Hockey - Mondial 2021 uniquement en Lettonie: la victoire de l’opposition biélorusse
Publié

HockeyMondial 2021 uniquement en Lettonie: la victoire de l’opposition biélorusse

Une partie de la population biélorusse savoure une victoire: après des mois de campagne, les opposants à Alexandre Lukachenko ont obtenu que leur pays ne coorganise pas l’événement, comme initialement prévu.

Le président Alexander Lukashenko.

Le président Alexander Lukashenko.

AFP

Le Mondial 2021 devait être une vitrine pour le Belarus et Alexandre Lukachenko, grand amateur de hockey sur glace. Mais l’évènement, dernier rendez-vous majeur pour ce sport avant les Jeux olympiques d’hiver 2022 de Pékin, n’a finalement lieu qu’en Lettonie, pays avec lequel le Belarus devait organiser conjointement le tournoi opposant jusqu’au 6 juin, les seize meilleures équipes du monde.

A la suite des manifestations de masse et une répression meurtrière après la réélection controversée de Lukachenko en août 2020, ses opposants ont aussitôt réclamé que l’organisation du championnat du monde soit retirée à leur pays. Ils ont été rejoints par la Lettonie qui, le 17 août, a annoncé qu’elle ne voulait plus que le Bélarus accueille l’événement, rompant avec des décennies de collaboration avec son voisin.

«Notre objectif principal est de tout faire, si la situation au Belarus ne change pas, pour déplacer le championnat ailleurs», avait alors déclaré le ministre letton des Affaires étrangères, Edgars Rinkevics. La Fédération internationale de hockey sur glace (IIHF) a longtemps temporisé, jusqu’à ce qu’elle décide en janvier dernier, après que les principaux sponsors retirent leur soutien, de faire une croix sur le Belarus et de confier l’organisation du Mondial-2021 à la seule Lettonie.

«Honte»

Dans un entretien avec un journaliste russe à l’époque, Alexandre Loukachenko avait qualifié cette décision de «honte» et déclaré qu’il n’y avait «aucune raison» de ne pas permettre au Bélarus de co-organiser le tournoi.

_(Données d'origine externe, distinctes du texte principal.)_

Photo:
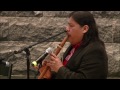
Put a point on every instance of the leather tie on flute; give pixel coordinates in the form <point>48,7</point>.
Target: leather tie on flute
<point>45,68</point>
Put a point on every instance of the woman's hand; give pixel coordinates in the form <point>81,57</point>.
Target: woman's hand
<point>54,63</point>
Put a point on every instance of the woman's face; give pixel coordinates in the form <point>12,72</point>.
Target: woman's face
<point>75,31</point>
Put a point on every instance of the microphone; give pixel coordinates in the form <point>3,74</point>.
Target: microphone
<point>7,64</point>
<point>39,60</point>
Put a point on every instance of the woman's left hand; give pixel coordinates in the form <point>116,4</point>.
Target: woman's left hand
<point>54,63</point>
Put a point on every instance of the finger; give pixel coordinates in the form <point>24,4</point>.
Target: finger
<point>52,54</point>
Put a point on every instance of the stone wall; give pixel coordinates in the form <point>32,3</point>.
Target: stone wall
<point>19,29</point>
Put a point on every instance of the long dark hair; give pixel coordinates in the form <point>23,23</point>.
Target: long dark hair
<point>86,18</point>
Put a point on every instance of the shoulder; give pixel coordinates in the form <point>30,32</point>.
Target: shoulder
<point>94,47</point>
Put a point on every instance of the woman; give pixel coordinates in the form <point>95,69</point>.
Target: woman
<point>86,57</point>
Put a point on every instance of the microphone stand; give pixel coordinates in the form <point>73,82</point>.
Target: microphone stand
<point>26,49</point>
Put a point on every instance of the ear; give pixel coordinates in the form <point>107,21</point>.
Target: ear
<point>85,28</point>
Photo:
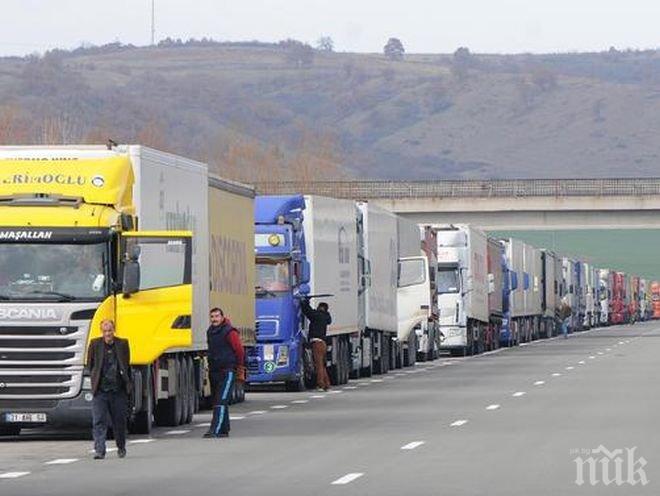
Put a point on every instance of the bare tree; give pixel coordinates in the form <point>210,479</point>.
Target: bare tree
<point>325,44</point>
<point>393,49</point>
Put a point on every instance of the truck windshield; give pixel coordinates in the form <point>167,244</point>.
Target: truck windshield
<point>447,280</point>
<point>34,272</point>
<point>273,277</point>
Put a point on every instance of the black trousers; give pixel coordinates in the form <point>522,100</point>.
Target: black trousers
<point>109,409</point>
<point>222,381</point>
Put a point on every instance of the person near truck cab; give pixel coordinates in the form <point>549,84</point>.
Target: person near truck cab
<point>108,362</point>
<point>226,358</point>
<point>319,320</point>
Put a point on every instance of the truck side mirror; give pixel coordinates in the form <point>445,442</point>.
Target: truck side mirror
<point>305,272</point>
<point>131,277</point>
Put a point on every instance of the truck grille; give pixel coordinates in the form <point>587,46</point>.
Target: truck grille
<point>41,362</point>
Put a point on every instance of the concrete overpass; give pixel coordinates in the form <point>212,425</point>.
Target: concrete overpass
<point>529,204</point>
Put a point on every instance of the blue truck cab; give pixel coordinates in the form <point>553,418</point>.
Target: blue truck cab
<point>282,277</point>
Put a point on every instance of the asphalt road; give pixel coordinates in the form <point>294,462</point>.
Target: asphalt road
<point>510,422</point>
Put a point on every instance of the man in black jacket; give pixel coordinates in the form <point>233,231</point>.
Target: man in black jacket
<point>108,362</point>
<point>319,320</point>
<point>226,364</point>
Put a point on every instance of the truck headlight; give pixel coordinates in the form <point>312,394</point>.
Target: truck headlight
<point>283,355</point>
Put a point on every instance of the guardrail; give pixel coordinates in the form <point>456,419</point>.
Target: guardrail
<point>466,188</point>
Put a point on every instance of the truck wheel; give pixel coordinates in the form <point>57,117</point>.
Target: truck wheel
<point>10,430</point>
<point>143,420</point>
<point>299,384</point>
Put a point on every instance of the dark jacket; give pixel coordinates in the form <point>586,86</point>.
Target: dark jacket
<point>319,320</point>
<point>95,362</point>
<point>225,349</point>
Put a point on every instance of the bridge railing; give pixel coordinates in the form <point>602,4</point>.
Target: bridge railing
<point>504,188</point>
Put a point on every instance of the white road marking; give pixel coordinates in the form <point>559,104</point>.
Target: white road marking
<point>458,423</point>
<point>62,461</point>
<point>413,445</point>
<point>348,478</point>
<point>13,475</point>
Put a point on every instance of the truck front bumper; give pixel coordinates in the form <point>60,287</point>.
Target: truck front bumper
<point>74,412</point>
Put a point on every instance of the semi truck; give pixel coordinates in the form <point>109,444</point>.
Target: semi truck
<point>428,337</point>
<point>379,239</point>
<point>119,232</point>
<point>462,288</point>
<point>306,247</point>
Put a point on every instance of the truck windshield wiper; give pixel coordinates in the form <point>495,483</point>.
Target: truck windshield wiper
<point>62,296</point>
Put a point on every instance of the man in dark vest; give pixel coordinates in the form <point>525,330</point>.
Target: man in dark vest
<point>226,364</point>
<point>108,362</point>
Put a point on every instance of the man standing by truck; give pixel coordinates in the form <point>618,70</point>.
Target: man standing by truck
<point>108,360</point>
<point>226,364</point>
<point>319,320</point>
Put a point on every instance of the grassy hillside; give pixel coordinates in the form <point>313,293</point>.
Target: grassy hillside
<point>262,111</point>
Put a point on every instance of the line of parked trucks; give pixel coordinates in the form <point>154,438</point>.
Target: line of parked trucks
<point>152,240</point>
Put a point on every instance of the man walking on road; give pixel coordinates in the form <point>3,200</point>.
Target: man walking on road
<point>226,364</point>
<point>108,362</point>
<point>319,320</point>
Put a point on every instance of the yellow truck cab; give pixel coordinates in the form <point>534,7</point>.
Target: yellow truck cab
<point>90,233</point>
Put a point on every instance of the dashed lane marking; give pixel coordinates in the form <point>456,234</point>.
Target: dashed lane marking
<point>62,461</point>
<point>347,479</point>
<point>413,445</point>
<point>13,475</point>
<point>458,423</point>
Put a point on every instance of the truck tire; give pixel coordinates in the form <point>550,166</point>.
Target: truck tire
<point>143,421</point>
<point>10,430</point>
<point>299,384</point>
<point>169,411</point>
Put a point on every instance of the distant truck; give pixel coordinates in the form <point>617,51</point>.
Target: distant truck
<point>306,246</point>
<point>125,233</point>
<point>463,288</point>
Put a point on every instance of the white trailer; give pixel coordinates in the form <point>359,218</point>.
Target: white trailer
<point>380,245</point>
<point>330,227</point>
<point>413,293</point>
<point>462,287</point>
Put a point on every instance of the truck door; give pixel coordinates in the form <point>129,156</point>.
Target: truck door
<point>154,303</point>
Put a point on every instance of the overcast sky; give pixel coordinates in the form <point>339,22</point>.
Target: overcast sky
<point>509,26</point>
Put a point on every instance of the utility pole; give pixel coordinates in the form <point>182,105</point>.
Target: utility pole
<point>153,22</point>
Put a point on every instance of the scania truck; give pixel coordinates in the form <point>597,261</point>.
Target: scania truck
<point>90,233</point>
<point>306,246</point>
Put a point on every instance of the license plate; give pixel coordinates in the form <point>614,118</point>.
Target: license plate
<point>25,417</point>
<point>269,352</point>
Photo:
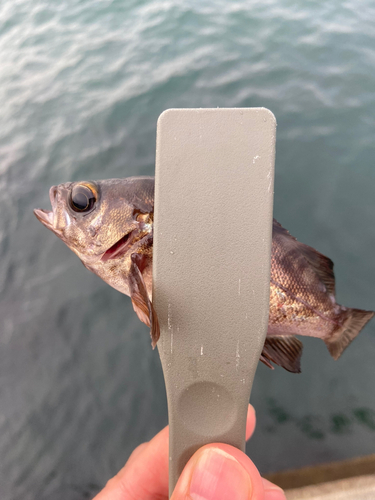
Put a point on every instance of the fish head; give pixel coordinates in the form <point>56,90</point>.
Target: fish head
<point>102,220</point>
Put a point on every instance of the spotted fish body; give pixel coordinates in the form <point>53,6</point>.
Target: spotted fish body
<point>109,225</point>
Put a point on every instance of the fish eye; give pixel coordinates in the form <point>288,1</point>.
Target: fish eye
<point>82,198</point>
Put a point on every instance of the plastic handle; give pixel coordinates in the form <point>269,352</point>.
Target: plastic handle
<point>211,269</point>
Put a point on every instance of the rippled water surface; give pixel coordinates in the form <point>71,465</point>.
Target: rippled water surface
<point>81,86</point>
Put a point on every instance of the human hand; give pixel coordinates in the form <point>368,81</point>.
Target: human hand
<point>215,472</point>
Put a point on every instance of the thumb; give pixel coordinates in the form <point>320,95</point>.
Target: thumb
<point>218,472</point>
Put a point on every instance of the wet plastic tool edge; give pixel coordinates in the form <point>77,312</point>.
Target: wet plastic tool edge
<point>211,269</point>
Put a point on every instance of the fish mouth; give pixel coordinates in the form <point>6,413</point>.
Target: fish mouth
<point>45,217</point>
<point>120,247</point>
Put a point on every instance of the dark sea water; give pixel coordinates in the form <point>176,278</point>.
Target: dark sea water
<point>81,86</point>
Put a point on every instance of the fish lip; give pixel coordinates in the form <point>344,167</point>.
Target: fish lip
<point>122,246</point>
<point>45,217</point>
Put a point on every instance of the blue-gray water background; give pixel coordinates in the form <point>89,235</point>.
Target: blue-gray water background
<point>81,86</point>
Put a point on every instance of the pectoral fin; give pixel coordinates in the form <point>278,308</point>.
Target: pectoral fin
<point>284,351</point>
<point>141,302</point>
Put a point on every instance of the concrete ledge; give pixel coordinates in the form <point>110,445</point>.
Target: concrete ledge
<point>355,488</point>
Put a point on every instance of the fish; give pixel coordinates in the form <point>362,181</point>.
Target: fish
<point>108,224</point>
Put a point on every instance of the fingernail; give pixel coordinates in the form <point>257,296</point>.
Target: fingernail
<point>273,492</point>
<point>218,476</point>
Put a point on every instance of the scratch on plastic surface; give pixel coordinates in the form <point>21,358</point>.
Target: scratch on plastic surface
<point>169,316</point>
<point>269,177</point>
<point>170,324</point>
<point>238,355</point>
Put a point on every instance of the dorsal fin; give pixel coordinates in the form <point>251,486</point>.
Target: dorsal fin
<point>322,265</point>
<point>284,351</point>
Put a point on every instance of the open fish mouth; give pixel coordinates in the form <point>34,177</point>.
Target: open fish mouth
<point>122,246</point>
<point>45,217</point>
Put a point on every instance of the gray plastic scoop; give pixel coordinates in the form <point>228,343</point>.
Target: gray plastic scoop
<point>211,268</point>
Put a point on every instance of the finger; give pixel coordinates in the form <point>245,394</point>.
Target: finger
<point>272,492</point>
<point>145,475</point>
<point>219,472</point>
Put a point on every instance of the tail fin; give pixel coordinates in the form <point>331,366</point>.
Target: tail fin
<point>355,320</point>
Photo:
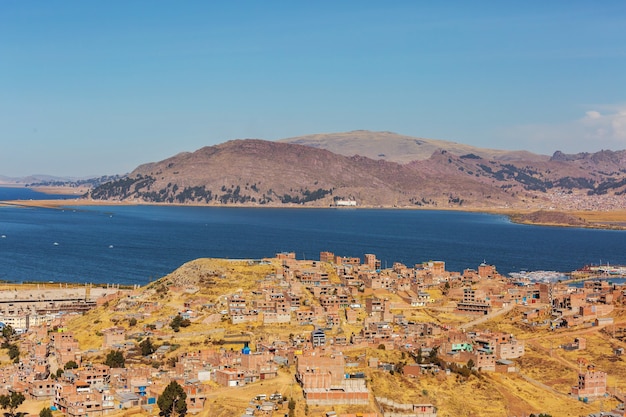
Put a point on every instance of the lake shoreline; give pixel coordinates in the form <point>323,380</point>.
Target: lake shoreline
<point>605,220</point>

Le président du Belarus depuis 1994 avait également cherché à minimiser ce revers, indiquant que «ça passera» et qu’il n’était «pas particulièrement inquiet à ce sujet».

Pour la cheffe de file de l’opposition biélorusse Svetlana Tikhanovskaïa, qui s’est présentée contre Alexandre Loukachenko aux élections de 2020 et qui l’a accusé d’avoir truqué ce vote, la décision de l’IIHF était en revanche «une victoire». «Loukachenko n’a pas réussi à prétendre que tout était sous contrôle», avait-elle écrit sur sa chaîne Telegram, alors que le Bélarus a connu des manifestations de masse sans précédent contre Aleksandre Loukachenko depuis l’élection présidentielle.

Le Belarus a tout de même riposté contre la décision de l’IIHF en interdisant les importations aux sponsors qui ont poussé aux sanctions, notamment le constructeur automobile Skoda et la marque de cosmétiques Nivea.

«Les gens nous écoutent»

La campagne anti-Loukachenko a notamment été menée par la Fondation bélarusse de solidarité sportive, présidée par l’ancienne nageuse Aliaksandra Herasimenia, vice-championne olympique 2012 sur 50 et 100 m nage libre. Selon elle, la décision montrait que la communauté sportive «ne participerait plus au théâtre politique (de Loukachenko). Elle montre que les Biélorusses ne sont pas seuls, que les gens nous ont écoutés et ont partagé notre chagrin commun», a-t-elle déclaré à l’AFP.

Elle a aussi espéré que d’autres fédérations sportives internationales suivent l’exemple du hockey sur glace, en désignant l’Union européenne de cyclisme alors que les Championnats d’Europe de cyclisme sur piste doivent avoir lieu au Belarus le mois prochain. Aliaksandra Herasimenia, qui vit maintenant en Lituanie, est recherchée au Belarus pour avoir prétendument «porté atteinte à la sécurité nationale», car les sportifs sont aussi ciblés.

Après la décision de la fédération internationale de hockey sur glace, le président de la Fédération bélarusse Dmitri Baskov avait ainsi qualifié de «traîtres» les sportifs biélorusses qui avaient fait campagne contre leur pays. «Nous regrettons que l’IIHF et les grandes marques internationales soient devenues victimes de jeux politiques autour du Belarus «, avait-il déclaré.

Si le Belarus n’organise plus le Mondial 2021, son équipe y participe toujours: elle affrontera notamment en phase de poules la Russie, la Suisse et la Suède, tandis que la Finlande, championne du monde en titre, sera opposée dans l’autre groupe entre autres à la Lettonie, au Canada et aux Etats-Unis.